The following is a chronology of the EU:
1951: Germany, France, Italy, Belgium, the Netherlands and Luxembourg form the European Coal and Steel Community (ECSC).
1957: ECSC becomes the European Economic Community.
1962: EEC unveils its Common Agricultural Policy guaranteeing farmers a minimum income.
1968: EEC becomes a customs union.
1973: Denmark, Britain, Ireland join, expanding EEC to nine members.
1979: EEC launches European Monetary System to stabilize exchange rate fluctuations among national currencies.
1981: Greece becomes the 10th EEC member.
1986: Spain and Portugal make it 12.
1992: EEC becomes European Union, adding a common foreign and security policy to its activities and taking a first step to a single currency.
1993: EU becomes a single market for goods and services.
1995: Austria, Sweden, Finland raise EU membership to 15.

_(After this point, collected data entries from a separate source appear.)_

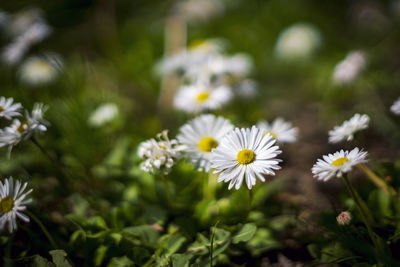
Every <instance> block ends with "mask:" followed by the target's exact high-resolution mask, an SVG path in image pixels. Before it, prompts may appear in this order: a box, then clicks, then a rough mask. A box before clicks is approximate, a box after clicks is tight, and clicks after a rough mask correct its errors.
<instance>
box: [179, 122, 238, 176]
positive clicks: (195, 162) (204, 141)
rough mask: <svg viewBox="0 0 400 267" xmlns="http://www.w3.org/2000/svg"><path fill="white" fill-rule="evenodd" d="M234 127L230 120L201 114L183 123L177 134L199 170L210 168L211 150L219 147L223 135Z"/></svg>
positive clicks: (188, 153) (179, 141)
mask: <svg viewBox="0 0 400 267" xmlns="http://www.w3.org/2000/svg"><path fill="white" fill-rule="evenodd" d="M232 129H233V125H232V124H231V123H230V121H228V120H226V119H224V118H223V117H220V116H219V117H216V116H214V115H212V114H206V115H201V116H199V117H196V118H194V119H193V120H191V121H189V122H188V123H187V124H185V125H183V126H182V127H181V128H180V130H179V134H178V136H177V139H178V141H179V142H180V143H181V144H183V145H185V146H186V148H185V149H184V150H183V151H184V152H186V153H187V155H188V156H189V158H190V162H191V163H192V164H193V165H194V166H195V168H196V169H197V170H199V171H205V172H208V171H209V170H210V160H211V156H212V155H211V150H212V149H213V148H216V147H218V144H219V142H220V141H221V139H222V137H223V136H224V135H225V134H226V133H227V132H229V131H230V130H232Z"/></svg>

1998: EU opens membership talks with Hungary, Poland, Czech Republic, Slovenia, Estonia and Cyprus.
1999: Talks with Bulgaria, Romania, Slovakia, Latvia and Lithuania open. Turkey is also named a candidate, but membership talks with Ankara do not immediately begin.
1999: EU launches the euro. National currencies remain in circulation until 2002 but are given a fixed exchange rate with the euro.